Ma soprattutto in Cristo vi è il trionfo della fortezza e della temperanza umana, così come in Adamo erano prevalsero negligenza e trascuratezza; l'efficacia dell'umiltà affermata quanto affermata era stata in Adamo la perniciosa presunzione: consapevole delle sue limitazioni in quanto uomo per essendo vero Dio, Cristo si sottomette deliberatamente alle tentazioni del maligno per uscirne indomito e vittorioso, dando prova così della possibilità di vittoria sulle manovre con cui il maligno sfrutta la nostra concupiscienza per indurci al male.
La presa di posizione che il nostro Redentore prende nei confronti del Tentatore ci incoraggia e ci sprona a non demordere alla concupiscienza e a far prevalere in noi l'elemento buono sull'istinto e sulla malvagità. Vincendo le seduzioni allettanti del diavolo, Cristo ci invita a confidare nella grazia di Dio e nell'ausilio dello Spirito per essere forti contro ogni sorta di tentazione e a confidare esclusivamente nelle vie di Dio quali uniche possibilità di salvezza, invitandoci tuttavia all'umiltà per scongiurare in noi ogni presunzione e ogni falso orgoglio.

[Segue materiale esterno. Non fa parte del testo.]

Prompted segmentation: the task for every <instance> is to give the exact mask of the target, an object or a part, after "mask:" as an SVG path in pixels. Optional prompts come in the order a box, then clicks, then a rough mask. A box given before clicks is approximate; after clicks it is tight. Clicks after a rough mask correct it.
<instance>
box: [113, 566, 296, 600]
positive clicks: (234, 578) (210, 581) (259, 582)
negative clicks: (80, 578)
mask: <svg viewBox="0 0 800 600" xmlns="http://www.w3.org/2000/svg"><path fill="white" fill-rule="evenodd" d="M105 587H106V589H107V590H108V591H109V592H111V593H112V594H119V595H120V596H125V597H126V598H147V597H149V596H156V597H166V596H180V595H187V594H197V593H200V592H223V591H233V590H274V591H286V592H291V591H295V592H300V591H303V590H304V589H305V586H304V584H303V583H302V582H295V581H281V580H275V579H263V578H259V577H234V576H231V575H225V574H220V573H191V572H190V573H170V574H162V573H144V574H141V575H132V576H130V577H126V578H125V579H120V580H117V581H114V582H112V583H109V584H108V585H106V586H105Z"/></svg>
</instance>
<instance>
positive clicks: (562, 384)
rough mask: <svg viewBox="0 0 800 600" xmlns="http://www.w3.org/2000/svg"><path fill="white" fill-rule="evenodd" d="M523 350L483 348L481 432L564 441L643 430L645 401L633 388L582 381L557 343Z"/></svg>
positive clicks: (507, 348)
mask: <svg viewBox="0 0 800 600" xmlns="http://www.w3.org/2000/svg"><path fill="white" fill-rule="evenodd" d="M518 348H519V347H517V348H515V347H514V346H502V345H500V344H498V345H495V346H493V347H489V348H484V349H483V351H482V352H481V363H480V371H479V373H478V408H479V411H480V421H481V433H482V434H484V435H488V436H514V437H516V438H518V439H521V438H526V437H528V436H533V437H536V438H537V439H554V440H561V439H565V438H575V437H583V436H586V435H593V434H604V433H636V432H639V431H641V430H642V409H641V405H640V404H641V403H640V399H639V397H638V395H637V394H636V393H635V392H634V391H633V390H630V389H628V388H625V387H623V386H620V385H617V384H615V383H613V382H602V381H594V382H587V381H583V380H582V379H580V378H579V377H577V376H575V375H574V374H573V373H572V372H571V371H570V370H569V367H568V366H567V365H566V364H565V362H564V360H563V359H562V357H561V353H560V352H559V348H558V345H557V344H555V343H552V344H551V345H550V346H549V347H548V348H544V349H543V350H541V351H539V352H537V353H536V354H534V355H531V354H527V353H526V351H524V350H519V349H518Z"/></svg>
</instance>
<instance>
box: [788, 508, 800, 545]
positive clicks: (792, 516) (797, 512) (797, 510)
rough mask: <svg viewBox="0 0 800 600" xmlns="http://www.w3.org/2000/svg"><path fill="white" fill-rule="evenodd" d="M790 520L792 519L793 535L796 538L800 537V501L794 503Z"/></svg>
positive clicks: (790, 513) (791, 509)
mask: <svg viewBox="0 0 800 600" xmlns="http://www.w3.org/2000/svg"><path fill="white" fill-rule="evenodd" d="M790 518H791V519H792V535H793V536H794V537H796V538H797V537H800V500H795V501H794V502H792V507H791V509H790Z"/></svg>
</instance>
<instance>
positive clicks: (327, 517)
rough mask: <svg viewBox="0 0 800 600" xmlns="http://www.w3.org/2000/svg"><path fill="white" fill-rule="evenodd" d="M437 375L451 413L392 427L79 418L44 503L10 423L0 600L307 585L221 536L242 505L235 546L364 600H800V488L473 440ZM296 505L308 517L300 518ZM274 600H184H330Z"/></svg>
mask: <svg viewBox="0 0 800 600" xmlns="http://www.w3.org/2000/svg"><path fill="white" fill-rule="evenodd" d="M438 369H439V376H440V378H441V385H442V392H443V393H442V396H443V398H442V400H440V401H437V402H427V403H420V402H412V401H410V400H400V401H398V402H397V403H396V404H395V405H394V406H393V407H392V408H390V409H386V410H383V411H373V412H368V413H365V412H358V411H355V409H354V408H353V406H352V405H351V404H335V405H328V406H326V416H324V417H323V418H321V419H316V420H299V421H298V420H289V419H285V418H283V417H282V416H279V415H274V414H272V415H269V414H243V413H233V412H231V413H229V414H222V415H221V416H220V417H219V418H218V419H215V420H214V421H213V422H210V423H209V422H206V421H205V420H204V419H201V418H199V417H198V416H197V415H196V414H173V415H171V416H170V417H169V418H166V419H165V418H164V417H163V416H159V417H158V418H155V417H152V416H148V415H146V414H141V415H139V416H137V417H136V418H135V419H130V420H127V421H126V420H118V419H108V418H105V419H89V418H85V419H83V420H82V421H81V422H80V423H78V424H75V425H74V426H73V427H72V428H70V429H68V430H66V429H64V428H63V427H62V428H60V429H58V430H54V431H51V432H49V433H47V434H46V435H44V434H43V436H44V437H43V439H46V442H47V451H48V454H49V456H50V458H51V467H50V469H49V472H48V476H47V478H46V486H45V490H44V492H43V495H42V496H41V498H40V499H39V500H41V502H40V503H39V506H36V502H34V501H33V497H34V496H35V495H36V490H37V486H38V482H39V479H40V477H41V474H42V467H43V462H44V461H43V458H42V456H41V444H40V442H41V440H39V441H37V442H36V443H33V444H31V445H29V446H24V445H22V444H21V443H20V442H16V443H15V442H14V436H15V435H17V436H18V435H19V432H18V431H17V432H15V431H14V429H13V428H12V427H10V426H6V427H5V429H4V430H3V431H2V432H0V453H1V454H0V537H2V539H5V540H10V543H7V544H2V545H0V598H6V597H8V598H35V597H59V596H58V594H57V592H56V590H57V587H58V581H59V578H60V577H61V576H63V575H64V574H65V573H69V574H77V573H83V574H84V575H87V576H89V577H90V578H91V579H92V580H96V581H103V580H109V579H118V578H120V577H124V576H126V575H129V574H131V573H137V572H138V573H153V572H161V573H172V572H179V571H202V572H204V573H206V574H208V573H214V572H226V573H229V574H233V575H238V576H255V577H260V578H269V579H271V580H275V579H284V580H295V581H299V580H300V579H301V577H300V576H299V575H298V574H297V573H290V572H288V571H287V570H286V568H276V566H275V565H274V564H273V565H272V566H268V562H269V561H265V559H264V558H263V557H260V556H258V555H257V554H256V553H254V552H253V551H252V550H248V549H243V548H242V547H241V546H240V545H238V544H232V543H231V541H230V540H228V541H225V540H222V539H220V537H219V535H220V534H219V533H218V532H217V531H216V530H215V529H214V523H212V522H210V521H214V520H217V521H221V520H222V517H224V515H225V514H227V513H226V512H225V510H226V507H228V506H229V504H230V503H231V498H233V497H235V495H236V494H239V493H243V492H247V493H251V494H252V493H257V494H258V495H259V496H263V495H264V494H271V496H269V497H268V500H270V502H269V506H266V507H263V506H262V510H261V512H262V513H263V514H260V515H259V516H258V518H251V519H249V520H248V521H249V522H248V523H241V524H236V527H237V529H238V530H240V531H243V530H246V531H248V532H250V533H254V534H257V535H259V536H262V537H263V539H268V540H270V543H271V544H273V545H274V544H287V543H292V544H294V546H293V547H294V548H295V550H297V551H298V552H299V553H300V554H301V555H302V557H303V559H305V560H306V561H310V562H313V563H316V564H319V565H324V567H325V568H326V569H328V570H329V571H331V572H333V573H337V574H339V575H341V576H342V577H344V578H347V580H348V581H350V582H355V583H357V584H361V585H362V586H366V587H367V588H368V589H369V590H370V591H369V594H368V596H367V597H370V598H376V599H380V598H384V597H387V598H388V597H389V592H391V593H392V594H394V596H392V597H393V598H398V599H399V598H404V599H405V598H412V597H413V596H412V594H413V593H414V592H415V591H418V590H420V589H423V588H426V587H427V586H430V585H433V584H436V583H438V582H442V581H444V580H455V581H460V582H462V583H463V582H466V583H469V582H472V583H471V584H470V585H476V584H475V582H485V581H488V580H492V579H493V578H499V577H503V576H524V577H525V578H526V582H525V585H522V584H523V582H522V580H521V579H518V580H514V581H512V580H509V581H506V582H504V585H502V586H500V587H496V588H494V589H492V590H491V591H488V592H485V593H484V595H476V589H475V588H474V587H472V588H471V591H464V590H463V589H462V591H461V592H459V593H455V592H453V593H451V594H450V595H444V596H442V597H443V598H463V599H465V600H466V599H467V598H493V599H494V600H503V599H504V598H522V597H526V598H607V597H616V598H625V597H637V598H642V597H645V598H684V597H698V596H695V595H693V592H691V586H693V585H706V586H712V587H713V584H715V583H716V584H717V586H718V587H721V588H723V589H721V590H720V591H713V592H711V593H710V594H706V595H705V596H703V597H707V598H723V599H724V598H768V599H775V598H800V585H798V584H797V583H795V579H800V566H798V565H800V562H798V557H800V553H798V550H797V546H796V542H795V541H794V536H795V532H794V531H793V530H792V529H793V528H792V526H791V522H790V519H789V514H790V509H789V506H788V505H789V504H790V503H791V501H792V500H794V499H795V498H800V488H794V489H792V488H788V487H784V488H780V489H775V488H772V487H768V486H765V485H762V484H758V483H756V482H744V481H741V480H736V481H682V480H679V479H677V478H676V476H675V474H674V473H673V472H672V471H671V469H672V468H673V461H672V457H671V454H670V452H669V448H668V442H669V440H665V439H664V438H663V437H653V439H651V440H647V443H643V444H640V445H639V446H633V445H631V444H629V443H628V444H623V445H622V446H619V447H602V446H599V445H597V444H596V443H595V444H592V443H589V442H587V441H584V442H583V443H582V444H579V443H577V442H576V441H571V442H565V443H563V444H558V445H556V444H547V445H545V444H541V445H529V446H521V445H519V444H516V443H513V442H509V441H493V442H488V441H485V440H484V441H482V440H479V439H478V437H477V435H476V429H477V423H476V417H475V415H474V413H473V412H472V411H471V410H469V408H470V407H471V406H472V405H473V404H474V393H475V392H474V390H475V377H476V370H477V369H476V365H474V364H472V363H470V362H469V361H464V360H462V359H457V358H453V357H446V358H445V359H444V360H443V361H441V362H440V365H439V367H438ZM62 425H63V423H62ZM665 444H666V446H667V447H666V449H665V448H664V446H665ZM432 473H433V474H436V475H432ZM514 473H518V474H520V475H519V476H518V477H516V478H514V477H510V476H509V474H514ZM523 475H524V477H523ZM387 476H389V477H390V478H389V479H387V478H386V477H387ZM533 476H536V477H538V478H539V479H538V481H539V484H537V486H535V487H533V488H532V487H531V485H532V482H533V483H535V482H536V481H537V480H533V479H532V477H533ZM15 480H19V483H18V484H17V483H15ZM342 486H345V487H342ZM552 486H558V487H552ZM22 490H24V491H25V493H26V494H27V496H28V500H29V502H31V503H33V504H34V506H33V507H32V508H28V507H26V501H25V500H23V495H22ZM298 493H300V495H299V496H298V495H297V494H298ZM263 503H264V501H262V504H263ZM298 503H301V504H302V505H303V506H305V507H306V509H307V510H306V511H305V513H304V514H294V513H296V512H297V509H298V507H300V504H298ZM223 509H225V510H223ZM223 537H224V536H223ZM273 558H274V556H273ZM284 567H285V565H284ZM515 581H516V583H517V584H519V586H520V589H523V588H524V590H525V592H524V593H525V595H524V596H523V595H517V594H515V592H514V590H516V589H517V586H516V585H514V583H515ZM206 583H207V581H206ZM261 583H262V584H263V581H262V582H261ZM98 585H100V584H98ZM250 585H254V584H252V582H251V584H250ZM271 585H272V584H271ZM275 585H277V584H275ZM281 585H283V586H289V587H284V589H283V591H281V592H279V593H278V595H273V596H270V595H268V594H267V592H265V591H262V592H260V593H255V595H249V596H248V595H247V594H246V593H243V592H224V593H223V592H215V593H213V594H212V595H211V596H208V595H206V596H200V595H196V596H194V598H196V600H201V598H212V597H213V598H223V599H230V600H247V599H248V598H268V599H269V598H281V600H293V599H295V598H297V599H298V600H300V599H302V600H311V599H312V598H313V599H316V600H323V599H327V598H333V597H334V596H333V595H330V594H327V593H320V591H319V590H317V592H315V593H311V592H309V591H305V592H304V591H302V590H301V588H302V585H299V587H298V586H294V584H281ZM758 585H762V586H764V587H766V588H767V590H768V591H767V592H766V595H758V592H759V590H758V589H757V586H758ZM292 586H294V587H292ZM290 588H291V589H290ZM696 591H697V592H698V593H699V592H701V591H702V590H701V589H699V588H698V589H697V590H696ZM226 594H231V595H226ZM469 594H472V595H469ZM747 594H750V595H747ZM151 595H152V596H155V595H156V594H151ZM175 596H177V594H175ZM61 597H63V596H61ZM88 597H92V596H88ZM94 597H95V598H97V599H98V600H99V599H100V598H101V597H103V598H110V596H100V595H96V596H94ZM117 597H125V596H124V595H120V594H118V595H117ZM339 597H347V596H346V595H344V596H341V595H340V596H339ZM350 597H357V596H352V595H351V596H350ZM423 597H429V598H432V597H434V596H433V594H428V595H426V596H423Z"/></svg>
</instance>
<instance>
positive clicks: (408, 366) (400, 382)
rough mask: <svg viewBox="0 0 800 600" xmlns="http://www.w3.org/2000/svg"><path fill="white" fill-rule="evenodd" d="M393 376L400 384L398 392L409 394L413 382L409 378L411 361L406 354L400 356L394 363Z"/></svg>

Il tempo di Quaresima che abbiamo appena inaugurato è il tempo della fiducia nell'uomo, nel quale siamo invitati a guardare al buono che c'è in noi stessi ogni qual volta siamo sedotti dal fascino ingannevole delle tentazioni e dalle lusinghe del peccato: la volontà può vincere sul nostro lato debole e avere la meglio sulle perversioni perché possiamo debellare a nostra volta il male che dilaga nel mondo.